If it didn’t cost $10,000 to install a septic tank on rural land, that would be a good start to a more affordable house, but now that I know the background of the writer, his environmental connections say it all, he is one of the connected class to the “Green Money” to save the world by stealing our money.
I can’t compete with the two previous comments but, I can say this. The reason Vermont is unaffordable, broke and circling the financial toilet drain is because of politicians like this who have enriched themselves somewhere else and have come here to fix a state that was never broken. If you want to know why Vermont is broke, just keep voting Democrat/progressive. It is the little people who get things done, create and take care of the state. Politicians shuffle papers, give speeches, talk out of both sides of their mouths, create problems that didn’t exist then lie to the people by saying, we can fix this. None of what’s happening to destroy Vermont has been caused by Republicans, they haven’t been in power for 40 years. Democrats and progressives ignore our state constitution and violate their oaths of office in doing so and nothing happens. The Lobbyist and out of state money run Vermont.
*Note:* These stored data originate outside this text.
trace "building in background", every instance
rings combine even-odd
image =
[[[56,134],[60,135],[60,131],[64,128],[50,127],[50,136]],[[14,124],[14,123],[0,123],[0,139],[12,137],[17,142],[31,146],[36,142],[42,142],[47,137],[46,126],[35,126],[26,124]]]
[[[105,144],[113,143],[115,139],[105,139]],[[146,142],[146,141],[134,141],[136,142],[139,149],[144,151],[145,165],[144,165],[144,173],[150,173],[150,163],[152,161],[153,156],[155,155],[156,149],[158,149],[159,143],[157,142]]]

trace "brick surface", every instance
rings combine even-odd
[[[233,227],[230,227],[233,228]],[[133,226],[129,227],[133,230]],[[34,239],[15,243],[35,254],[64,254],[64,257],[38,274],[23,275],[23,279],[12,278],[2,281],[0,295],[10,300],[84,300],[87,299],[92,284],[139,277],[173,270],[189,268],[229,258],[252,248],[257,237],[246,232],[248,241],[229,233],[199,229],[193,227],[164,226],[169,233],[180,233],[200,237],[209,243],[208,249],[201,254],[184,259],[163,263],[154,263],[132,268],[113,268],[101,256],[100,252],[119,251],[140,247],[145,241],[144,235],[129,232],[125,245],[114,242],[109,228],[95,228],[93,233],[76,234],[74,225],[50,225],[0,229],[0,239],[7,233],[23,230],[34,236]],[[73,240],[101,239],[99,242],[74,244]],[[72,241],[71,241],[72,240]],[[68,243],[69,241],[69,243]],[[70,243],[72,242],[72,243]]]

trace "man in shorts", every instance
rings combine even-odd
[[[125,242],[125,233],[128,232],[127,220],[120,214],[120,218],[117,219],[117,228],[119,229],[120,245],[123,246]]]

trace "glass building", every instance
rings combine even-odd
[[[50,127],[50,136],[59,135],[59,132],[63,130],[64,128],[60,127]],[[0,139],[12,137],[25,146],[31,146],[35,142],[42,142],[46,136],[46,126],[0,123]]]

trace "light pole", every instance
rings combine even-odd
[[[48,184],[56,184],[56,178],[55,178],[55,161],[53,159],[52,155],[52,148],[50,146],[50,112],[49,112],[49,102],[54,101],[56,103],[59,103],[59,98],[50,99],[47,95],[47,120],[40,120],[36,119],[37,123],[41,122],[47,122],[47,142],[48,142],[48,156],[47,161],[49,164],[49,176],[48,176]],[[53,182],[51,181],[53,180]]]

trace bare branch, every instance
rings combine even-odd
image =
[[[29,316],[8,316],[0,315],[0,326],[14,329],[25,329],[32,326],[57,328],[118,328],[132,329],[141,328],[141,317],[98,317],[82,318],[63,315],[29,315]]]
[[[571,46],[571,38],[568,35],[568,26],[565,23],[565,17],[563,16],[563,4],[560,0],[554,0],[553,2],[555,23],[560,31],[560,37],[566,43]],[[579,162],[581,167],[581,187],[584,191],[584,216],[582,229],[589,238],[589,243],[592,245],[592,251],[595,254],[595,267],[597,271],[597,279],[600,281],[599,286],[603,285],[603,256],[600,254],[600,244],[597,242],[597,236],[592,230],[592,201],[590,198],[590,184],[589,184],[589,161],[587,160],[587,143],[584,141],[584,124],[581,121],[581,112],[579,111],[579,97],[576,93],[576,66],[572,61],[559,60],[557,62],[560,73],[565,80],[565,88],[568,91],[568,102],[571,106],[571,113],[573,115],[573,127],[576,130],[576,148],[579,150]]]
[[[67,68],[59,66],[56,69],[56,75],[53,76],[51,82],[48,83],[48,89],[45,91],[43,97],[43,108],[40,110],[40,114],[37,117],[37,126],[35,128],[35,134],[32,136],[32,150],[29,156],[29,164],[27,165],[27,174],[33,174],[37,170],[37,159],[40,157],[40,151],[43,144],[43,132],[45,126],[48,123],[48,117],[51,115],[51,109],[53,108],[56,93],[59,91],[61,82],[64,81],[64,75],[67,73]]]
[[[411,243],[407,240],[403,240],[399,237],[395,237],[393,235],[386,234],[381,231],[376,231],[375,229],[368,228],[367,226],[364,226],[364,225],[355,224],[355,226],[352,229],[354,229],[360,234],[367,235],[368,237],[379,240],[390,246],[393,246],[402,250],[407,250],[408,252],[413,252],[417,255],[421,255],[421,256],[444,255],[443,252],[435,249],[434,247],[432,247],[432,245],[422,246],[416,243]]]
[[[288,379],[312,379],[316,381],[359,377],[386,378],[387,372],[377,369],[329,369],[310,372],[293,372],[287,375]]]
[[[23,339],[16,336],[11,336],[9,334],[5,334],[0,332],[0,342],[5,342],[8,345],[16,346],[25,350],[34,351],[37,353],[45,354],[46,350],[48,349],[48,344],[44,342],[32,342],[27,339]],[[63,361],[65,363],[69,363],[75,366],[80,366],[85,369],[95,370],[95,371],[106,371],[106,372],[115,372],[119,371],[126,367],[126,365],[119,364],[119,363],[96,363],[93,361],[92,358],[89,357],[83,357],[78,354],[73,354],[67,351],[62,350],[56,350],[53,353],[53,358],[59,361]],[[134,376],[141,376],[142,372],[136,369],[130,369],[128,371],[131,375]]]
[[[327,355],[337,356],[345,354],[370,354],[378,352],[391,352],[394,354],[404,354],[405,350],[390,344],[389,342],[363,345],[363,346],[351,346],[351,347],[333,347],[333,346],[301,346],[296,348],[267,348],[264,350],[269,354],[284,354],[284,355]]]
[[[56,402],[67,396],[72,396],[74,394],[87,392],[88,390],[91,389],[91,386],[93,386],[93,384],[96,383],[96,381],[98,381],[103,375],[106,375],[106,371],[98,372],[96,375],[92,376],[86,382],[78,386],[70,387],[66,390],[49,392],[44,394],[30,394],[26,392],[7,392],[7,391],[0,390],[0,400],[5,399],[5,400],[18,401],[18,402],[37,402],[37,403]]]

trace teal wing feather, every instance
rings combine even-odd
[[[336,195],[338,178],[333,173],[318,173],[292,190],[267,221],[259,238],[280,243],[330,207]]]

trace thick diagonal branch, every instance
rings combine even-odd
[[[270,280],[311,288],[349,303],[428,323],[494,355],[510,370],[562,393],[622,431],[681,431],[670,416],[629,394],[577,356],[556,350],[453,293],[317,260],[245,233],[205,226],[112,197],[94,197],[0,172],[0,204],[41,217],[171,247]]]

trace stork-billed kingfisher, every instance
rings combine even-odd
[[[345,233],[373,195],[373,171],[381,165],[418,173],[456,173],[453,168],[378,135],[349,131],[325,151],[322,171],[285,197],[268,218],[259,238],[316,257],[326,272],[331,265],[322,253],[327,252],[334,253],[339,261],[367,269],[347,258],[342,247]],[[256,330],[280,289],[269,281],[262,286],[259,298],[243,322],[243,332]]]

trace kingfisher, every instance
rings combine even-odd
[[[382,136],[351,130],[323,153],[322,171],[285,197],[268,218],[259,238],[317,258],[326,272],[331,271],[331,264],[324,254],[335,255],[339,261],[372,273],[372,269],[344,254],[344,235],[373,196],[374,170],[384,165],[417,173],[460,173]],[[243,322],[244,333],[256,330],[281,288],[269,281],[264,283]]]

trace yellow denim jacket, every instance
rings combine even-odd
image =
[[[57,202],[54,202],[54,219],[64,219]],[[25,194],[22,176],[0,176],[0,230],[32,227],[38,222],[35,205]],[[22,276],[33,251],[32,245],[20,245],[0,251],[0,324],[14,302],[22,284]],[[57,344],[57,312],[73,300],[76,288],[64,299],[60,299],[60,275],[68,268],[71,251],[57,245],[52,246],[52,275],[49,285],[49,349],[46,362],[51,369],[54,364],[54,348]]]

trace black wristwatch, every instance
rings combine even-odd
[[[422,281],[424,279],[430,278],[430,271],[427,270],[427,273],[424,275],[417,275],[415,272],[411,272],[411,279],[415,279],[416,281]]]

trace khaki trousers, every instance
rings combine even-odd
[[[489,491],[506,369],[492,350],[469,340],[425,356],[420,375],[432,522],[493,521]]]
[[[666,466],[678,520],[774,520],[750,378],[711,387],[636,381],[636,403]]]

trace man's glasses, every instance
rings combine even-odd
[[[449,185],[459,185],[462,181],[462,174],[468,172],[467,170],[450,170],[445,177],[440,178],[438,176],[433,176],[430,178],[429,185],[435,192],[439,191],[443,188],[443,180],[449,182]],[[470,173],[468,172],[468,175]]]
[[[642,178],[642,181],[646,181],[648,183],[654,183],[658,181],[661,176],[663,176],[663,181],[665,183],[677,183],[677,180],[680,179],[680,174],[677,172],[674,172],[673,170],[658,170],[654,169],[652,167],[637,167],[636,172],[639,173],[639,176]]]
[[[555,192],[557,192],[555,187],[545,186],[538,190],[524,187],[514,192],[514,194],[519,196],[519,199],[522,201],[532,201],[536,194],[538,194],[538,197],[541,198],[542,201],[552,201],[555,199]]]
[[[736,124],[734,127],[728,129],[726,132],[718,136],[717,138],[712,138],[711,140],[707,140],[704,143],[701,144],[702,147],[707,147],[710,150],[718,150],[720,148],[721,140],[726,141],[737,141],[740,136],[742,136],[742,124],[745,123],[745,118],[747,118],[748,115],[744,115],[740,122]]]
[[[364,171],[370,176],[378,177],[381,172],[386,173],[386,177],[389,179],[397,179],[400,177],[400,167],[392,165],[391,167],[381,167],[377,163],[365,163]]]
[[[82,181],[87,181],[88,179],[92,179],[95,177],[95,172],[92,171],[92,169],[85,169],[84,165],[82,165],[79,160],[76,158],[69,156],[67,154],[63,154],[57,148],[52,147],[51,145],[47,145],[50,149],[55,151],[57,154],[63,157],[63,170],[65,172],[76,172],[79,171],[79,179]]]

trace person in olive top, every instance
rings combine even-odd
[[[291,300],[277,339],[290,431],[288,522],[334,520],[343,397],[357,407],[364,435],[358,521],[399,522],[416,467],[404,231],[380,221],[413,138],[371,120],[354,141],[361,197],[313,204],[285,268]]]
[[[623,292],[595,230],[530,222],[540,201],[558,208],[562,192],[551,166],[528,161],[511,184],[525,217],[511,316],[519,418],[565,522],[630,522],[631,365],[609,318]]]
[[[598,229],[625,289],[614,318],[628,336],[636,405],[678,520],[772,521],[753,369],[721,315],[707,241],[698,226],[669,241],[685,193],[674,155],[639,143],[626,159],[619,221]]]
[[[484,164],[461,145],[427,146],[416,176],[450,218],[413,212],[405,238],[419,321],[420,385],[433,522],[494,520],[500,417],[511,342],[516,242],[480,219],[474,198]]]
And how are all you little people (who might be reading this) doing as a result of who you keep electing?
This message is to Rep Mihaly and others who are in his camp as like minded brethren.
First, maybe Mihaly doesn’t get it, and I believe he does not, but the concept of raising more money in the form of taxes and fees to the State Government has been going on long enough so the definition of insanity was passed at mile marker 1963, the year that Phil Hoff became Governor. Programs, Taxes and spending, over and over and into perpetuity. If all this money collected was the answer we would be debt free and the taxpayers would be getting refunds or dividends on their investments.
But all of this exercise has succeeded in driving out business,industry, and manufacturing from the State of VT. The state at one time, was the envy of our neighbors because our Grand Lists across all of VT were as close to an ideal mix of Commercial, Industrial, Agricultural, Residential and Businees cross sections as
could be had, and the results were very, very rewarding during those times. But the Liberals, many of whom had just moved in, wanted change, and this is what we have here now.
Anything that the Liberals cannot control, they want them gone. The latest being Vt Yankee in Vernon compliments of Shumlin and his warriors. This mind boggling exercise cost Vermonters the cheapest power market in the history of the state, and the Feds had just given a twenty year renewal in licencing to operate. So they (the liberals) have been cool to Hydro Quebec’s offer because the liberal crowd cannot control this entity of the power business. They cannot control the gasoline business, so that has to go the way of VT Yankee. That exercise is underway as we speak.
So if you like what is happening, stand by, it is just about finished, because there is no money, wealthy working people have moved, with more poised to do the same, the populous is being taxed beyond ability to pay, and it just keeps rolling along as though there was enough money coming in. Anyone believing there is enough money coming in (which under this crowd there never is) you must be under some kind of spell.
The two Party system has morphed pretty much into a uniparty, so if there comes from all of that a new taxpayers party or some name along those lines there may be traction enough to make some changes in momentum at least of the opposition.
What I see for the imediate future is not a good picture.
Unfortunately, with so many capable folks moving, we are left with the lack of any of the types that were of the mind that Gov, Richard Snelling had. God Rest His soul.